Слезы наворачиваются на глаза, причем у всех троих сразу.
— Я виновата во всем… — призналась Таня, срывающимся голосом. — Во всём. В том, что не устояла; в том, что приехала в Москву; в том, что пошла на поводу у своих чувств; в том, что села за этот проклятый руль и не смогла вытащить нас обоих из опасной ситуации.
Щеки стали мокрыми. Ира пересела ближе и обняла. Она понимала ее как никто из подруг. Но об этом знала только Таня, остальные посвящены в ее историю лишь частично.
— Танюш, ты не можешь быть одна виновата по определению. Страсть или любовь, что бы то ни было, всегда идет от двоих. Если взаимно, то оба виноваты. — Опять Ирочка опирается на свой печальный опыт. Видимо, много думала на эту тему.
— А в аварии вообще виноват другой человек, — вставила Маша. — Я уверена, от тебя мало зависело. Полицейские объяснили, как все случилось, сказали, ваши с Андреем действия были самыми правильными в той ситуации.
Таня снова всхлипнула, воспоминания затопили ее.
— В том-то и дело, что Я ничего не сделала. Впала в ступор, словно кукла безмозглая. Пока Андрей не крикнул тормозить. А если бы он руль не вывернул, я бы точно инстинктивно свернула вправо и была бы сейчас масштабная катастрофа. И закрыл меня тоже он! Не я!

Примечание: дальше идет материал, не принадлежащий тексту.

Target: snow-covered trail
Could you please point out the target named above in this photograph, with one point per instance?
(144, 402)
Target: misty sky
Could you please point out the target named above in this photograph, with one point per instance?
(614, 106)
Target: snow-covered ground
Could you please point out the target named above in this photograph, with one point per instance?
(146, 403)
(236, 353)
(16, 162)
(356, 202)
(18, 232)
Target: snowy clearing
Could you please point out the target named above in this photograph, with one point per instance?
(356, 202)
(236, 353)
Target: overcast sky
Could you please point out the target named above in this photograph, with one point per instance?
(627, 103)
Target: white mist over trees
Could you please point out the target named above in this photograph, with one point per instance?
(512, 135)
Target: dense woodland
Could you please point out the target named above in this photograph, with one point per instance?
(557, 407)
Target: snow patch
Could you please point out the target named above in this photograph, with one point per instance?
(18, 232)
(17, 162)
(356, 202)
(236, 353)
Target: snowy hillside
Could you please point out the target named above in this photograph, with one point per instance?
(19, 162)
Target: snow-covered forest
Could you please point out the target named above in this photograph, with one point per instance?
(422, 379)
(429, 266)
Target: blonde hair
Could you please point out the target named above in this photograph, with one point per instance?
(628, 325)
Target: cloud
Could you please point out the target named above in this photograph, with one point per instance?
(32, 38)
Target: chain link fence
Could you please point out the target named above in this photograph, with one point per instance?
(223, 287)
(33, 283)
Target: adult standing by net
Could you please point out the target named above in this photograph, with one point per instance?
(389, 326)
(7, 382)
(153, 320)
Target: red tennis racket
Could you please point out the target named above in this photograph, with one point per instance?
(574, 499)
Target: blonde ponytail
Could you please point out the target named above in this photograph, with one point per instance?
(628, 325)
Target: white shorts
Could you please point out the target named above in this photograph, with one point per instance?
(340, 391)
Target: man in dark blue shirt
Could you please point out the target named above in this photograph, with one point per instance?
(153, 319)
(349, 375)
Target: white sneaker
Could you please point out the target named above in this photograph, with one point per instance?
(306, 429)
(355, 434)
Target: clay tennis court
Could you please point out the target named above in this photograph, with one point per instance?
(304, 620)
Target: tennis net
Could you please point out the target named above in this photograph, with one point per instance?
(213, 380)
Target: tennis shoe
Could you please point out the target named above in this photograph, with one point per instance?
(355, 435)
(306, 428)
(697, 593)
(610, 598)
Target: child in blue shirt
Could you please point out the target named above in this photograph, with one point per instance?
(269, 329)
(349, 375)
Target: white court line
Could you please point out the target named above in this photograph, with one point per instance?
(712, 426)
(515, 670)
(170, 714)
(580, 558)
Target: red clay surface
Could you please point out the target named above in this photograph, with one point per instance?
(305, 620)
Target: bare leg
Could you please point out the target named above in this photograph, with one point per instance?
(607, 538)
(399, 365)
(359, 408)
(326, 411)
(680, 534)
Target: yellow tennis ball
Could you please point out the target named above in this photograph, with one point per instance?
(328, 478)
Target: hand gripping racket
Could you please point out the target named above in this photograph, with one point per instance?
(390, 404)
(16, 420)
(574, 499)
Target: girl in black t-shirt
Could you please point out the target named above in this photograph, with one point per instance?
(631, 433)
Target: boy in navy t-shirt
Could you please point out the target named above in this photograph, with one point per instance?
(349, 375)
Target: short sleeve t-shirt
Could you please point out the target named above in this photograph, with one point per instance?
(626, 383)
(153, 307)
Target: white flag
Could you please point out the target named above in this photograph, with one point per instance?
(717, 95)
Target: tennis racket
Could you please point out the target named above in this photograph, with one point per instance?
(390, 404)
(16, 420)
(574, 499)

Маша схватила ее за поникшие плечи и легонько встряхнула.
— Танька! Он мужчина! У него в крови инстинкт защитника! Он правильно сделал, и ты не должна себя винить.
Иринка вытащила пакет с чем-то — оказалась коробочка с эклерами. Но Таня не могла смотреть на них. Не сейчас. Странно, раньше она любила сладкое в самые горькие минуты жизни. Всегда заедала горе пирожными, конфетами. Сейчас не могла взять в рот ничего подобного. Ей было реально плохо.
Девочки немного посидели, стараясь отвлечь ее от страшных мыслей и, в общем-то, неплохо старались, но пришла медсестра и сообщила, что часы посещения закончились.
На ночь сделали очередной укол, после которого Таня быстро уснула. Наконец, этот кошмарный день кончился!
Глава 22
Врач нейрохирург Зарецкий Дмитрий Сергеевич недавно принял смену в реанимации, осмотрел пациентов и делал записи в историях болезни. Его слух уловил какой-то шорох, но он не обратил внимания. Звук повторился.
Мужчина поднялся и оглядел отделение. Ничего подозрительного. Аппараты работают, пациенты без сознания. Подошел к двери и выглянул.
Прижавшись к стене рядом с дверью, стояла бледная девушка в халате. Присмотревшись внимательнее, Дмитрий Сергеевич узнал пациентку из пятой палаты. Иванова, кажется. Он осматривал ее при поступлении.
— Иванова, что вы тут делаете? Ну-ка быстро в палату! Посмотрите на себя — на ногах не держитесь, бледная. Еще не хватало здесь упасть.
Он взял ее под руку и подвел к кушетке.
— Доктор, — девушка смотрела на него полными слез синими глазами, в них плескалась боль. — Позвольте мне взглянуть на него одним глазком.
— Не понял, на кого?
— На Андрея Воронцова. Он в коме.
Точно. Они вместе попали в аварию.
— По правилам не положено, — как можно тверже сказал он. На самом деле ее стало жаль, постарался подавить внезапное чувство.
— Дмитрий Сергеевич, — Иванова прочитала его имя на бэйдже. — Прошу вас. Только посмотрю. Пожалуйста.
В ее потрясающе красивых глазах опять слезы и мольба. Его сердце дрогнуло.
Дмитрий Сергеевич под руку провел ее с собой.
— Пять минут и вы идете в палату. Лежите, не встаете, пока голова не заживет.
Девушка кивнула и приободрилась. Она медленно вошла внутрь, оглядываясь. Ее глаза широко открыты. На лице любопытство. До тех пор, пока она не видит Воронцова. С этого момента в них слезы и сплошная боль. Эта Иванова явно не равнодушна к больному. Здесь не угрызения совести, как он решил сначала. Очень сильные чувства. Любовь?
Стоит в стороне, сложив руки на груди и сжав пальчики добела.
— М-можно подойти? — ее голос тихий и дрожащий. Дмитрий Сергеевич сжалился, махнул рукой, мол, давай уже быстрее. Только он не ожидал того, что случится дальше. Стоило Ивановой подойти и взять Воронцова за руку, энцефалограф проявил признаки жизни. То есть, конечно, не сам прибор, который работал в круглосуточном режиме, а пациент. Девушка держала его за руку и что-то тихо говорила, а на энцефалрграмме появлялись колебания мозговой активности. Дмитрий Сергеевич расширенными глазами смотрел на прибор не в силах поверить.